Jacksonville man covered up war crimes to become U.S. citizen

Ex-Bosnian Army prison guard sentenced to 18 months, citizenship revoked


WASHINGTON – A Jacksonville man prosecutors said failed to disclose when he applied for U.S. citizenship that he was a former member of the Bosnian Army and had been convicted of war crimes was sentenced Monday to 18 months in prison.

Slobo Maric, 56, pleaded guilty last July to one count of unlawful procurement of naturalization. His U.S. citizenship has been revoked.

Prosecutors said Maric not only failed to disclose his role in the Bosnian Army but also crimes that he committed in Bosnia and Herzegovina during the Bosnian Conflict in the 1990s.

According to the plea agreement, in 1993, Maric served as a shift leader, the second in command to the warden, of a detention facility in Bosnia that housed captured Bosnian-Croat soldiers.  Many of the guards in the facility routinely subjected detainees to serious physical abuse and humiliation. 

According to the plea agreement, Maric selected detainees for other guards to abuse; directly participated in abusing several prisoners; and sent prisoners on dangerous and deadly work details on the front line of the conflict.

The Bosnian government charged Maric for his criminal conduct and, after Maric immigrated to the United States, Bosnia indicted and convicted Maric in absentia for war crimes against prisoners. 

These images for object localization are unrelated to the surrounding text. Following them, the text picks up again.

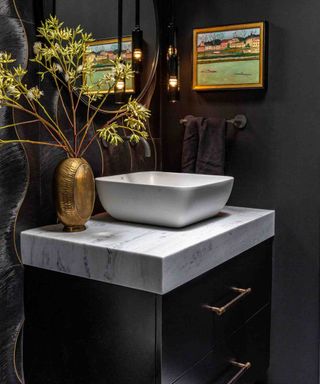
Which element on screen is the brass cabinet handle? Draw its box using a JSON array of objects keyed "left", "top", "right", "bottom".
[
  {"left": 226, "top": 360, "right": 252, "bottom": 384},
  {"left": 203, "top": 287, "right": 252, "bottom": 316}
]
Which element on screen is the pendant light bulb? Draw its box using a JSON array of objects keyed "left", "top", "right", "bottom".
[
  {"left": 116, "top": 79, "right": 125, "bottom": 91},
  {"left": 132, "top": 29, "right": 143, "bottom": 72},
  {"left": 114, "top": 74, "right": 126, "bottom": 104},
  {"left": 167, "top": 45, "right": 177, "bottom": 58},
  {"left": 167, "top": 50, "right": 179, "bottom": 102},
  {"left": 168, "top": 76, "right": 178, "bottom": 88},
  {"left": 133, "top": 48, "right": 143, "bottom": 61}
]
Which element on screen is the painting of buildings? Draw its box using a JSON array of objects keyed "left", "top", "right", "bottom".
[
  {"left": 84, "top": 37, "right": 134, "bottom": 93},
  {"left": 193, "top": 22, "right": 265, "bottom": 90}
]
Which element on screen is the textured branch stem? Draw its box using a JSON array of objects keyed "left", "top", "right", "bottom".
[
  {"left": 4, "top": 101, "right": 75, "bottom": 156},
  {"left": 76, "top": 89, "right": 113, "bottom": 155},
  {"left": 0, "top": 138, "right": 66, "bottom": 149},
  {"left": 0, "top": 119, "right": 38, "bottom": 130},
  {"left": 53, "top": 78, "right": 73, "bottom": 127}
]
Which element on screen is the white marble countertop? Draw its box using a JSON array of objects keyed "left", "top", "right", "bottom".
[{"left": 21, "top": 206, "right": 275, "bottom": 294}]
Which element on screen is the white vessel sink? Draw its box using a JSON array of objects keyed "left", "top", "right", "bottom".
[{"left": 95, "top": 172, "right": 234, "bottom": 228}]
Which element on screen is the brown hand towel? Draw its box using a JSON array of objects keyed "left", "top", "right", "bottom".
[
  {"left": 181, "top": 115, "right": 205, "bottom": 172},
  {"left": 196, "top": 117, "right": 226, "bottom": 175},
  {"left": 181, "top": 116, "right": 226, "bottom": 175}
]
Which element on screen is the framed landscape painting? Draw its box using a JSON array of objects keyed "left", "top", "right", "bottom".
[
  {"left": 193, "top": 22, "right": 265, "bottom": 90},
  {"left": 84, "top": 36, "right": 134, "bottom": 94}
]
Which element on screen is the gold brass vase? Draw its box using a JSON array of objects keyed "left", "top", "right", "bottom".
[{"left": 54, "top": 158, "right": 95, "bottom": 232}]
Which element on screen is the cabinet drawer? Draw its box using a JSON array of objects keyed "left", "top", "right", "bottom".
[
  {"left": 162, "top": 240, "right": 272, "bottom": 384},
  {"left": 173, "top": 305, "right": 271, "bottom": 384}
]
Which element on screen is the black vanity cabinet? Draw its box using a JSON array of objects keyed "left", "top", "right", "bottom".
[
  {"left": 160, "top": 240, "right": 271, "bottom": 384},
  {"left": 24, "top": 240, "right": 272, "bottom": 384}
]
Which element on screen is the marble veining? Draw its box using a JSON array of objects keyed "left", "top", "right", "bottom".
[{"left": 21, "top": 206, "right": 275, "bottom": 294}]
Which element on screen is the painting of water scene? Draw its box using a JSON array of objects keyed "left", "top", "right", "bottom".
[
  {"left": 193, "top": 22, "right": 265, "bottom": 90},
  {"left": 84, "top": 37, "right": 134, "bottom": 93}
]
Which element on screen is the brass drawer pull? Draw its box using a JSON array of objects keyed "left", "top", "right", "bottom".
[
  {"left": 226, "top": 360, "right": 252, "bottom": 384},
  {"left": 203, "top": 287, "right": 252, "bottom": 316}
]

According to the plea agreement, Maric knew about the Bosnian court proceedings, yet he failed to disclose the proceedings and lied about his conduct on his application for U.S. citizenship.  Maric became a naturalized U.S. citizen on Oct. 31, 2002.
U.S. Immigration and Customs Enforcement’s Homeland Security Investigations Jacksonville Field Office investigated the case under the supervision of the HSI Tampa Field Office with support from ICE’s Human Rights Violators and War Crimes Center.